1. Representations of $SO(3)$ have integer charges. Since we're referring to the group of rotations, we call that charge as "angular momentum" or "spin". The representations correspond to scalars (spin 0), vectors (spin 1) and tensors (in general of spin 2 or higher).

2. $SU(2)$ is a "double cover" of $SO(3)$ so representations of $SU(2)$ can have the "charges" as $SO(3)$ representations. Thus we also get half-integer spin. The new representations correspond to spinors.

3. When we consider quantum relativistic physics (aka QFT), all physical fields/particles must form kosher reps of the Lorentz algebra, which happens to be $so(3,1) \sim so(4) = su(2) \oplus su(2)$. So (up to the "unitary trick") reps of the Lorentz group can be written as a tensor product of reps of the left and right-handed $SU(2)$ algebras. Based on #2 above, these continue to have integer or half-integer spin.

Answer 2

I would like to point out that the accepted answer is not correct, there is no need to halve the physical angles.

In the language of representation theory, the Lie algebras $\mathfrak{su}(2)$ and $\mathfrak{so}(3)$ of infinitesimal rotations are isomorphic and have the same representations indexed by an integer $m=2j\in\mathbb{Z}$, where $j$ is the spin. The problem is that, as $\text{SO}(3)$ is not simply connected, not all representations of its Lie algebra give rise to representations of itself.

For even $m$ (integer spins), these exponentiate to representations of both $\text{SU}(2)$ and $\text{SO}(3)$. However, for odd $m$ (half-integer spins), there is no such common representation, so we must stick with representation of the former group. So in this case we are forced to exponentiate the representations of $\mathfrak{su}(2)$ and call them "rotations".

However, since $\text{SU}(2)$ is a double cover of $\text{SO}(3)$, $\pm e\in \text{SU}(2)$ both correspond under projection to $e\in \text{SO}(3)$, so roughly speaking a rotation by $\pi$ via $\text{SU}(2)$ (which results in a phase $\exp i\pi=-1$ on the vectors of the representation) is a physical rotation of $1=\exp i2\pi\in \text{SO}(3)$. So the moral is that despite this identification we must remember that it is not $\text{SO}(3)$ doing the rotations, but rather its double cover $\text{SU}(2)$, and that is why the angles halve, regardless of whether we use an odd $m$ or a half-integer $j$ to identify spin.

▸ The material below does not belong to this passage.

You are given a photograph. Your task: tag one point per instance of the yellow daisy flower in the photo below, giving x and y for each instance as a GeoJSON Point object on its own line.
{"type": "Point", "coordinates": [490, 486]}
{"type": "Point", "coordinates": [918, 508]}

You may wonder what happens for even $m$, as this argument should apply as well. In this case, the representations are not faithful, i.e., not one-to-one, so $-1\in \text{SU}(2)$ acting on a vector space $V$ is actually given by $1\in\text{End}(V)$ and this is why they are also representations of $\text{SO}(3)$: the identification of each group's action is automatic. The whole crux of the matter is that for odd $m$, the representations of $\text{SU}(2)$ are faithful.

Answer 3

I would say it's because at its core quantum mechanics is the study of atomic transitions, and the knowledge of the internal states must be inferred. What we see from that perspective is that all angular momentum transitions are integer multiples of $\hbar$, and are quite frequently exactly $\hbar$. There are sets of related states in some atoms which are grouped in singlets, triplets, quintuplets, etc., and related states in other atoms which are grouped in doublets, quadruplets, sextuplets, etc. The fundamental bit of insight is that the odd-plet atoms may sometimes have zero angular momentum, while the even-plet atoms can never have zero angular momentum. Integer steps between half-integer values is a very clear way to achieve this; I think that dividing $\hbar$ again so that the smallest transition was "two spin quanta" would make the separation between these two systems much more confusing.

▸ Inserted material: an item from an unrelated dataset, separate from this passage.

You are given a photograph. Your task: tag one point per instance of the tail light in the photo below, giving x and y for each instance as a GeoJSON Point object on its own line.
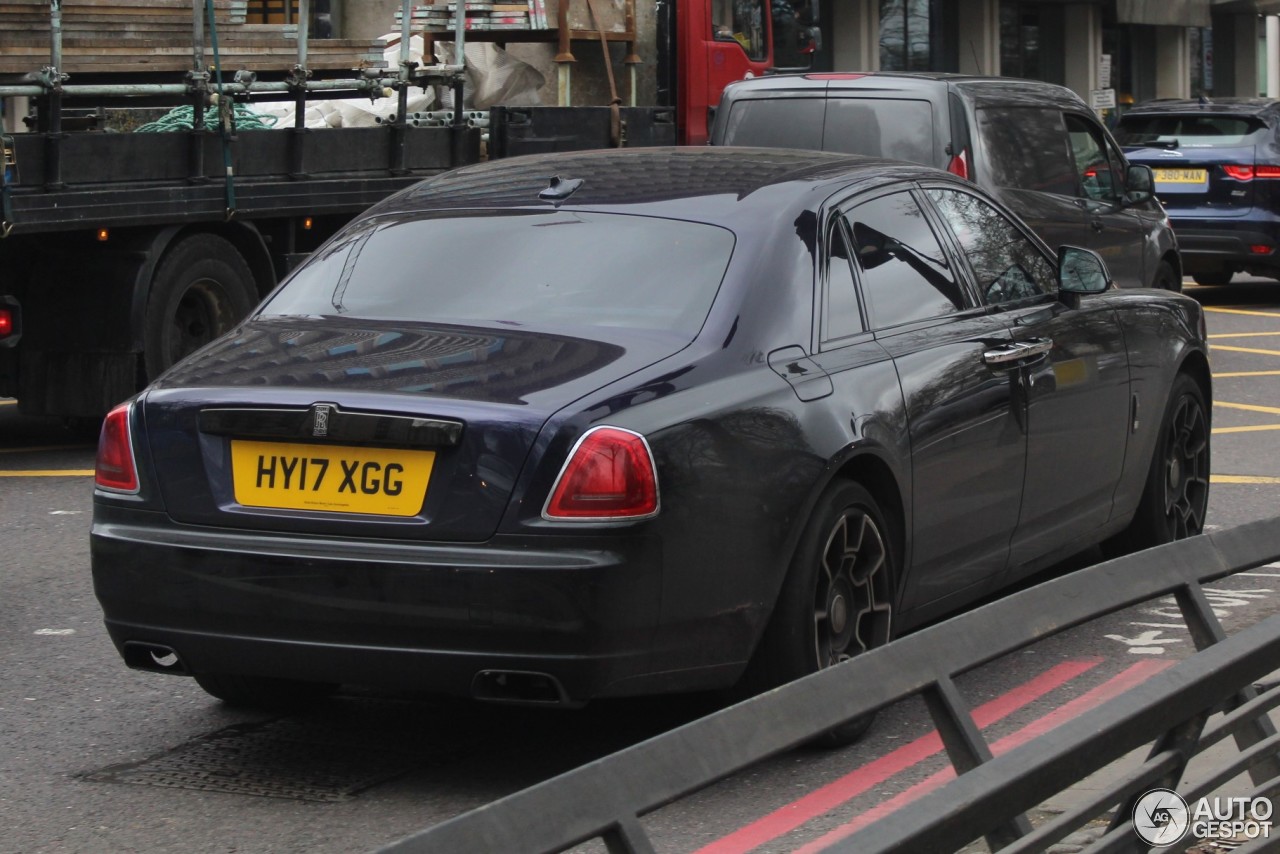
{"type": "Point", "coordinates": [609, 475]}
{"type": "Point", "coordinates": [1249, 173]}
{"type": "Point", "coordinates": [117, 470]}
{"type": "Point", "coordinates": [10, 322]}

There's a lovely book by Tomonaga called The Story of Spin where he takes three competing rules for assigning quantum numbers to atomic angular momentum states from the early days of quantum mechanics, by Sommerfeld, Landé, and Pauli. Tomonaga presents all three models at face value. Each of them has its own internal consistency. We use Sommerfeld's model, where a state with multiplicity $n$ has angular momentum $j=\frac{n-1}{2}$. Landé used a supplementary quantum number $R=\frac n2$, which switches the places of integer and half-integer spin from the statistical standpoint, but by means of some different selection rules could recover the same physics. Deciding for myself which of the three models I preferred, and then convincing myself it wasn't just that I already had a lot invested in Sommerfeld's approach, was a very valuable intellectual exercise. None of the three has only integer quantum numbers for systems with spin; I suppose that the integer quantum numbers for systems with orbital angular momentum were already too well-established by the time that spin was discovered.

Answer 4

This is required in 3D world only, 2D world is richer!

Particle's spin has relation to its statistics (spin-statistics theorem). Namely, the quantum evolution of exchanging two identical particles gives idea about the intrinsic spin of that particles. This action of exchanging depends solely on the topology of exchanging paths (see Leinaas & Myrheim 1977). Interestingly, the topology of exchanging paths of two indistinguishable particles in 3D is equivalent to permutation group which implies only fermionic or bosonic statistics (spin n/2 and n). On the other hand, in 2D, the topology of exchanging two identical particles does not require any constraint on the statistics of particles, which implies arbitrary spins (not only $1/2$ but also $1/3$, $\sqrt{2}$..)

Answer 5

As can be read in the first comment, you can assign the value one to spin half particles (as the value is in the current agreement). You have to change all elementary particle spins accordingly though. I mean, spin-one must be spin-two in that case, and spin-two has to be spin-four.

I think that assigning the value $\frac{1}{2}$, makes the distinction between matter fields and force fields more clear. Matter fields inherently carry a spin $\frac{1}{2}$ (or $\frac{1}{2}+n$, though particles for which $n$ is different from zero aren't known to exist), while force fields carry a spin of $!$ or $2$ (again, in theory, any spin with an integer value, $n$, but only the spin $1$ and spin $2$ are known). As soon as you see that a particle's spin is an integer you know that it is a force-carrying particle. And the same holds for spin $\frac{1}{2}+n$-particles.

On top of that, you would have to make quite some adaptations in measuring devices (rewrite values).